Pregunta

In my AppDelegate method applicationDidFinishLaunching:

// Initialize here
NSLog(@"Application finished launching...");

MyMain* mainAccess;                    // To send messages to SAAMain
mainAccess = [[Main alloc] init];

NSLog(@"Setting title...");
version = @"v1.0";
[mainAccess setTitleVersion:version];   // Set Title with proper version

As you can see, I created an instance of my MyMain class in order to send a message to it (where all my important "main" methods are located). In this case, I'm trying to set the title.

My MyMain class has a method setTitleVersion and takes a NSString as a parameter (version).

NSLog(@"setTitleVersion called");

NSString *title = [NSString stringWithFormat:(@"Version: %@", version)];
//[_mainWindow setTitle:([NSString stringWithFormat:title])];
[_mainWindow setTitle:@"Test"];

NSString *mainWindowTitle = _mainWindow.title;
NSString *test2 = _mainWindow.value;
NSLog(@"_mainWindow.title: %@\n_mainWindow.value: %@", mainWindowTitle, test2);

I have an outlet of the main window attached to this MyMain class (as you can see with _mainWindow).

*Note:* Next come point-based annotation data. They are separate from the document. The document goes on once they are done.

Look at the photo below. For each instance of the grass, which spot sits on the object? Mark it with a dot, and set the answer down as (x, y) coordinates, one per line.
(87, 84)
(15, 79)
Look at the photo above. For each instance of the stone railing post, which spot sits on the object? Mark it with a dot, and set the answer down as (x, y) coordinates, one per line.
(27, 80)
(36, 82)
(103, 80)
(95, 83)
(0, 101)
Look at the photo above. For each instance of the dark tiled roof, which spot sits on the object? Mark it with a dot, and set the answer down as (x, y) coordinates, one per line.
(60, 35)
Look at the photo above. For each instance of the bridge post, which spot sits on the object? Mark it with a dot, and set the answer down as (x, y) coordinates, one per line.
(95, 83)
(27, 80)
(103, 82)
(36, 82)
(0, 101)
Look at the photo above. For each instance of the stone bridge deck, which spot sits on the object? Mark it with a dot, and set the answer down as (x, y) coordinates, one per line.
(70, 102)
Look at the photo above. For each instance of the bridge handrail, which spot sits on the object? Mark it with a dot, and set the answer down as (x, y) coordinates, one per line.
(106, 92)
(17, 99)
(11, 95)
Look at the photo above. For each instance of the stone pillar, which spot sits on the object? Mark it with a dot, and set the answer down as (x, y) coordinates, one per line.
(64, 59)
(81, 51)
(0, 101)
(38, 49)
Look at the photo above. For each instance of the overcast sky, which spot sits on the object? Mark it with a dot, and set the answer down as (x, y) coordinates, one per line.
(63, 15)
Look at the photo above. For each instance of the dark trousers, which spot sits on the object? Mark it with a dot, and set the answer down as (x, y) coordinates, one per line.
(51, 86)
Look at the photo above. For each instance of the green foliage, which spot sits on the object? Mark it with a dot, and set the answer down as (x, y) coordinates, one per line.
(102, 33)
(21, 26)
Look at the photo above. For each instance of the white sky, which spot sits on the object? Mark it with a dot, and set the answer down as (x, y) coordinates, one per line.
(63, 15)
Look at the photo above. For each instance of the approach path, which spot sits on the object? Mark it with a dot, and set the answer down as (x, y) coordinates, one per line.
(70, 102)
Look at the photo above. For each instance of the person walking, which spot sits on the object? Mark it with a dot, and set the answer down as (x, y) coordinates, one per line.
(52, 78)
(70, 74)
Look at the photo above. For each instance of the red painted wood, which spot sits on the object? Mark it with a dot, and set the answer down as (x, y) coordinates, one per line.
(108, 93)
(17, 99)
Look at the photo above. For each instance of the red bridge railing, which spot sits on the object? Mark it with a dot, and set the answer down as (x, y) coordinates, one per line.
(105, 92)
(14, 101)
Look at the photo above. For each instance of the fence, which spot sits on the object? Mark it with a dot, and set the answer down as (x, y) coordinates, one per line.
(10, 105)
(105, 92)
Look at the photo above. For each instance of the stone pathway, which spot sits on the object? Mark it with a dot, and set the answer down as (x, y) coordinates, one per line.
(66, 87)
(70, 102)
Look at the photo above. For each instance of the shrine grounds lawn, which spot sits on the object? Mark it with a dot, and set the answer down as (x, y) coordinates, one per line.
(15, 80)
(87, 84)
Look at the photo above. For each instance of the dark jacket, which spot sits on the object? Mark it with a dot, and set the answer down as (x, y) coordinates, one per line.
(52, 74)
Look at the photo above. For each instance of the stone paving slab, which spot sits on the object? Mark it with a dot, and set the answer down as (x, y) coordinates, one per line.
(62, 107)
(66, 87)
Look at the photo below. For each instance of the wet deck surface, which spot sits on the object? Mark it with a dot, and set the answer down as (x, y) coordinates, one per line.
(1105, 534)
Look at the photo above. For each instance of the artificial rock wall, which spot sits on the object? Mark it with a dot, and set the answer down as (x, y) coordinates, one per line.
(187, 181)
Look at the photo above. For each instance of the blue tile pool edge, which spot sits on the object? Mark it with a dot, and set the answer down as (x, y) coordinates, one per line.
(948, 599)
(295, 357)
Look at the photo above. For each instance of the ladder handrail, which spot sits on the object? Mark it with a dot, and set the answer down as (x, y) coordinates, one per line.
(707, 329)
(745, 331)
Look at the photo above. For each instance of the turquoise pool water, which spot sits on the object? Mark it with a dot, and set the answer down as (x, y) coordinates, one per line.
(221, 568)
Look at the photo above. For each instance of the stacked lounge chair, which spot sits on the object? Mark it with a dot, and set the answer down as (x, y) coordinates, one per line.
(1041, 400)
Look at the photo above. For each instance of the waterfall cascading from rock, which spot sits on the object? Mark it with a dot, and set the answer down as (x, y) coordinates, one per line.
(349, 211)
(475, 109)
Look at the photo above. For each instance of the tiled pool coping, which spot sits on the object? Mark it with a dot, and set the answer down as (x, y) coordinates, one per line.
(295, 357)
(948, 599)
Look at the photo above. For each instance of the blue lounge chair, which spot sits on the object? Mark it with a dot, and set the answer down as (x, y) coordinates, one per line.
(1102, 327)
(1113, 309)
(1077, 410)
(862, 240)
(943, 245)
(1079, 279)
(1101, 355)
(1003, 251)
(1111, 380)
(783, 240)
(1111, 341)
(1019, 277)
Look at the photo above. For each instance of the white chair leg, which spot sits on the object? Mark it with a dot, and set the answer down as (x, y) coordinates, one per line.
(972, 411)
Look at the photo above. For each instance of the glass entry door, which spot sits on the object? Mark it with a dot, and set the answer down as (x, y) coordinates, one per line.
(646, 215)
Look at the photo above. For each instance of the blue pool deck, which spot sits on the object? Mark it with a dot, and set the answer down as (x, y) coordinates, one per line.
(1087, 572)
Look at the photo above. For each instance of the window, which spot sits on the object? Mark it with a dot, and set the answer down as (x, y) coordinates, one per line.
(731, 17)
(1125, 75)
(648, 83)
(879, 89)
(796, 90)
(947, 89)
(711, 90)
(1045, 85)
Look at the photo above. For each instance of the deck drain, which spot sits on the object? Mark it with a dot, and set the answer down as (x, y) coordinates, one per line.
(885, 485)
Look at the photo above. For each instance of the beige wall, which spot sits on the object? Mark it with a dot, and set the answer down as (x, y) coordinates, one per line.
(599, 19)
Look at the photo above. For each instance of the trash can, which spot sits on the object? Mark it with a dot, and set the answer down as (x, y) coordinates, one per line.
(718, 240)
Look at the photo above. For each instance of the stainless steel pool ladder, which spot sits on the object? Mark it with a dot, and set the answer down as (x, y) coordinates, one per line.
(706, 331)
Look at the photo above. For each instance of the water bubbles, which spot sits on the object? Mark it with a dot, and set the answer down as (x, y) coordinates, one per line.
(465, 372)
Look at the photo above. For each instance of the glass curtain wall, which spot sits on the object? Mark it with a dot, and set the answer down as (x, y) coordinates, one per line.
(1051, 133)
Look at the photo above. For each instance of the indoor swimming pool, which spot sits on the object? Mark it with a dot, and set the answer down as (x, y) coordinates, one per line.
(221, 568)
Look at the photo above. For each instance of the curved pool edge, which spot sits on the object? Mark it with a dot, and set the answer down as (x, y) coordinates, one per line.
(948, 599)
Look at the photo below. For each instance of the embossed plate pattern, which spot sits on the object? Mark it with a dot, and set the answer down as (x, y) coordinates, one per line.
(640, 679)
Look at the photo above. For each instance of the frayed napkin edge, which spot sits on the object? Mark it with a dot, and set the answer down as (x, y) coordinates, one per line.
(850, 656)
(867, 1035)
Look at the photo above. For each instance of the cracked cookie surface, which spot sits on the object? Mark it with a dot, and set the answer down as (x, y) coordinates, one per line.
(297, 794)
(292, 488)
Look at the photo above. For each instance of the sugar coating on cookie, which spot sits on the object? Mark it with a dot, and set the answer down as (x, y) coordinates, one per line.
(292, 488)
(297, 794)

I added some NSLogs to try to debug myself. Both the value and title come back as null.

What am I doing wrong? The method is getting called as I can see in the console output. It's as if the _mainWindow outlet isn't working properly.

¿Fue útil?

Solución

Suppose your child has a bowl of ice cream, and wants a cherry on top. You go to the freezer and get out the ice cream carton. You get a bowl out of the cabinet. You put some ice cream in the bowl. Now you have a bowl of ice cream. You get a cherry out of the refrigerator and put a cherry on it. Then you throw the bowl of ice cream (with cherry on top) away. Now you're confused, because your child's bowl of ice cream still has no cherry on top! What did you do wrong?

This scenario is a metaphor for your problem. You need to send the setTitleVersion: message to your existing instance of MyMain. You can't just create an entirely new instance of MyMain, send the message to it, and then throw away that new instance.

Your comment on rdelmar's answer says that your existing instance of MyMain is in your main nib, and you have an outlet to it. I assume that means you have an outlet of type MyMain on your MyAppDelegate, and that the outlet is hooked up to a MyMain object in your nib. In that case, you want to send the setTitleVersion: message to the object in the outlet. If your outlet were named mainObject, you would do it like this:

[self.mainObject setTitleVersion:version];

If you haven't created an outlet in MyAppDelegate yet, you can create it and hook it up in one step using Xcode's assistant editor. Open the assistant editor and make sure it is showing MyAppDelegate.h. Then control-drag from the MyMain object in the nib into your @interface MyAppDelegate, like this:

create and connect new outlet

If you already have an outlet declared in your MyAppDelegate, you can connect it in the nib editor. Control-click on the My App Delegate placeholder in the nib's Objects list. Then, in the outlets pop-up, drag from the outlet's circle to the MyMain object placeholder, like this:

connect existing outlet

Otros consejos

You say you have an IBOutlet to connected to the Main class, but I'm a little confused as to what is what. First, you don't connect outlets to classes, you connect them to objects. It's hard to tell from your question, but I suspect the problem is that you're creating one instance of Main, mainAccess, in code, but that's not the instance that you have an outlet to in IB.